A Health Management Company Pays $25,000 to Settle Potential HIPAA Security Rule Violations

A health management company that provides diagnostic and laboratory developed tests has agreed to pay $25,000 to the Office for Civil Rights (OCR) at the US Department of Health and Human Services (HHS) and to implement a corrective action plan to settle potential violations of the Health Insurance Portability and Accountability Act (HIPAA) Security Rule. The health management company is based in Georgia, and is certified under the Clinical Laboratory Improvement Amendments of 1988 (CLIA).

In December 2017, OCR initiated a compliance review of the health management company to determine its compliance with the HIPAA Privacy and Security Rules. OCR’s investigation found systemic noncompliance with the HIPAA Security Rule, including failures to conduct an enterprise-wide analysis, implement risk management and audit controls, and maintain documentation of HIPAA Security Rule policies and procedures.

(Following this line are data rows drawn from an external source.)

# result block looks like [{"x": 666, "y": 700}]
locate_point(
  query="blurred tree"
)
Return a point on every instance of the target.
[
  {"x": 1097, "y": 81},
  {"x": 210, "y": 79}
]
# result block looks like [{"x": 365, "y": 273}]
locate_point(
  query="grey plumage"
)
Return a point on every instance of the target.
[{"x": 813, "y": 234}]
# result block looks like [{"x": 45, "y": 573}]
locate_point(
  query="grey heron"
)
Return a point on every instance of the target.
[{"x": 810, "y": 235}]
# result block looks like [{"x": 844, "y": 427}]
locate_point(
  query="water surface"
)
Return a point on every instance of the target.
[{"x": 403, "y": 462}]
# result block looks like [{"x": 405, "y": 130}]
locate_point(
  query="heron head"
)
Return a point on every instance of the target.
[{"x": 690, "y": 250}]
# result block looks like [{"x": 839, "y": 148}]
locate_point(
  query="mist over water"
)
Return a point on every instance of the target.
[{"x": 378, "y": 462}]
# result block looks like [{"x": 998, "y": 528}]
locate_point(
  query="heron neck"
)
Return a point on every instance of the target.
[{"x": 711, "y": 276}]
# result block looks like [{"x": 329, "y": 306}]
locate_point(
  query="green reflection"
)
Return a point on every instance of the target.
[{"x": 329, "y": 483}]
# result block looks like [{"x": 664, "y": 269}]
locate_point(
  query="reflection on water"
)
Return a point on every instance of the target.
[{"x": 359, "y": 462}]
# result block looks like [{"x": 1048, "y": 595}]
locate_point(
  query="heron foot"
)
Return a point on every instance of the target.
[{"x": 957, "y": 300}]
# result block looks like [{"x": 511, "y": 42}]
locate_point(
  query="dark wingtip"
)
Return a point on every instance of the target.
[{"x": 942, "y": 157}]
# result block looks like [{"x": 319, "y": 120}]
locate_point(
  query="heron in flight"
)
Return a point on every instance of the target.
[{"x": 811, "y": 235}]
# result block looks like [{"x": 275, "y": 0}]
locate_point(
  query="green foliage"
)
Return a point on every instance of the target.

The Acting OCR Director stated, “The failure to implement basic Security Rule requirements makes HIPAA-regulated entities attractive targets for malicious activity, and needlessly risks patients’ electronic health information. This settlement reiterates OCR’s commitment to ensuring compliance with rules that protect the privacy and security of protected health information.”

In addition to the monetary settlement, the health management company also agreed to a vigorous corrective plan that includes three years of monitoring.

The resolution agreement and corrective action plan may be accessed here.

Compliance Perspective

Issue

It is essential that all healthcare workers understand HIPAA requirements and how they must secure protected health information (PHI). The Privacy Rule allows access to information needed to ensure high quality healthcare and to protect the public, while ensuring an individual’s health information is properly protected. All staff members at all levels must demonstrate understanding of the HIPAA Privacy Rule and how to protect PHI. Additional information is available in the Med-Net Corporate Compliance and Ethics Manual, Chapter 5 Privacy Plan, PP2.0 Privacy Policy and Procedure.

Discussion Points

    • Review policies and procedures related to HIPAA, PHI, and Privacy. Ensure that they address how health information exchanges should be conducted between healthcare associates.
    • Train all staff on HIPAA, PHI, and Privacy upon hire, annually, and when any issues arise. Document that these trainings occurred and file the signed training document in the employees education file.
    • Periodically audit to ensure that facility’s policies and procedures for HIPAA, PHI, and Privacy are being followed by all staff and that each one demonstrates understanding and competency.